[Form 4] Lantern Pharma Inc. Insider Trading Activity
Lantern Pharma director and Chief Financial Officer David R. Margrave reported amendments to two previously granted stock options that reduced the exercise prices and replaced the canceled options with new options. One option originally granted June 15, 2020 for 78,300 shares was canceled and replaced with a new option exercisable at $5.04, exercisable through 06/14/2030, resulting in a held position of 78,300 underlying shares. A second option originally granted October 29, 2021 for 26,100 shares was canceled and replaced with a new option exercisable at $5.04, exercisable through 10/28/2031, resulting in a held position of 26,100 underlying shares. The filing is limited to these option amendments and the reporting person’s relationship as Director and Chief Financial Officer.
- Replacement options were granted, preserving the reporting person's ability to acquire the stated 78,300 and 26,100 underlying shares as reported
- The filing documents the reduced exercise price ($5.04) explicitly for both replacement options
- The filing shows cancellation of the previously granted options and regranting at a lower exercise price, as disclosed
- The document does not provide aggregate dilution, board rationale, or company-level impact metrics for these amendments
Insights
TL;DR: The filing discloses two option amendments replacing older options with new options at a $5.04 exercise price.
The report documents routine amendments to two outstanding stock options held by the reporting person: a 78,300-share option originally granted 06/15/2020 (replacement option exercisable at $5.04 through 06/14/2030) and a 26,100-share option originally granted 10/29/2021 (replacement option exercisable at $5.04 through 10/28/2031).
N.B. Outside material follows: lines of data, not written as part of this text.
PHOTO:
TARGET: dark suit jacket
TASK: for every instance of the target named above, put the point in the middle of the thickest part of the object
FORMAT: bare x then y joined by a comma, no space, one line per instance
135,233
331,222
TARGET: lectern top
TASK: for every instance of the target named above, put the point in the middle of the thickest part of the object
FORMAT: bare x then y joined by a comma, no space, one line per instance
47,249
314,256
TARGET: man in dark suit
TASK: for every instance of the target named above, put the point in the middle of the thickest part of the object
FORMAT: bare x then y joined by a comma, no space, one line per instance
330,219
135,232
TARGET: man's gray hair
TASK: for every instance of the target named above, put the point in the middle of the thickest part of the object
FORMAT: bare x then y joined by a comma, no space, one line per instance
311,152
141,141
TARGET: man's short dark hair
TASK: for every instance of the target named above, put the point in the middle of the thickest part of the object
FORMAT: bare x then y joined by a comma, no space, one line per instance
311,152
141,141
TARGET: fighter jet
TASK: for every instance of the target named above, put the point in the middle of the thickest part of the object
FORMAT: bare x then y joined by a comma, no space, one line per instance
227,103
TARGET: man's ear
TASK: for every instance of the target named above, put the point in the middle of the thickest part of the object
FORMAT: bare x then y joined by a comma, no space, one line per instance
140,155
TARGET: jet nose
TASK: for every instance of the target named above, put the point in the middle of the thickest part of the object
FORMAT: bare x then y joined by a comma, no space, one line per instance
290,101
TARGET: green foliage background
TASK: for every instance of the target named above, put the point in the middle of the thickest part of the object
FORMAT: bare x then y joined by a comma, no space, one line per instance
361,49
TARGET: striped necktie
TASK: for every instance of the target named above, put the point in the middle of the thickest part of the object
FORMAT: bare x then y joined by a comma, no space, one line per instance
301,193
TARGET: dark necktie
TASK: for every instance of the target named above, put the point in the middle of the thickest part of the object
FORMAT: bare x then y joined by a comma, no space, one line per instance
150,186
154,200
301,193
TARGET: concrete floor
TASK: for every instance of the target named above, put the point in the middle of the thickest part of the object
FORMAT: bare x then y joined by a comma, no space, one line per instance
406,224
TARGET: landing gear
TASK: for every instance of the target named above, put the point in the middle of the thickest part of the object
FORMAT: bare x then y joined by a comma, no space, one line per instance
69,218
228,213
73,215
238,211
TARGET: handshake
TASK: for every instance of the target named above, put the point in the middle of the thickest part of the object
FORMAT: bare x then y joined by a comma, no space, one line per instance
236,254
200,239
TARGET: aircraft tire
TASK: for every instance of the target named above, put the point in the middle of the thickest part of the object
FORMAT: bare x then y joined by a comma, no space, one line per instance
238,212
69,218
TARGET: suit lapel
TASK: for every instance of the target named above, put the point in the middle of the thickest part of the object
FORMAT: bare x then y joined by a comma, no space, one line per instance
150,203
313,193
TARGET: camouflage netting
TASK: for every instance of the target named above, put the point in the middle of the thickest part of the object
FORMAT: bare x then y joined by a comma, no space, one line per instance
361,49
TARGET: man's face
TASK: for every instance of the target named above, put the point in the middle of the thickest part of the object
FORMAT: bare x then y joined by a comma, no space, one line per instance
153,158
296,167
The filing describes cancellation of the "old" options and grants of replacement options to reflect reduced exercise prices. This disclosure is transaction-level and does not include additional compensation context, aggregate company-level dilution metrics, or any change in ownership beyond the stated amounts.
TL;DR: Two option grants were amended and replaced; the filing provides vesting and original-grant vesting schedules but no broader governance rationale.
The explanatory notes reiterate original vesting schedules: the 2020 grant had one-third vesting at 180 days with the remainder vesting monthly over the following 30 months; the 2021 grant vested in equal monthly increments over 36 months beginning 11/29/2021. The Form 4 records the mechanics of the cancellations and replacement grants but does not include board resolutions, rationale beyond the price reduction, or company disclosures about aggregate option pool impact. Material governance details beyond the individual amendments are not provided in this filing.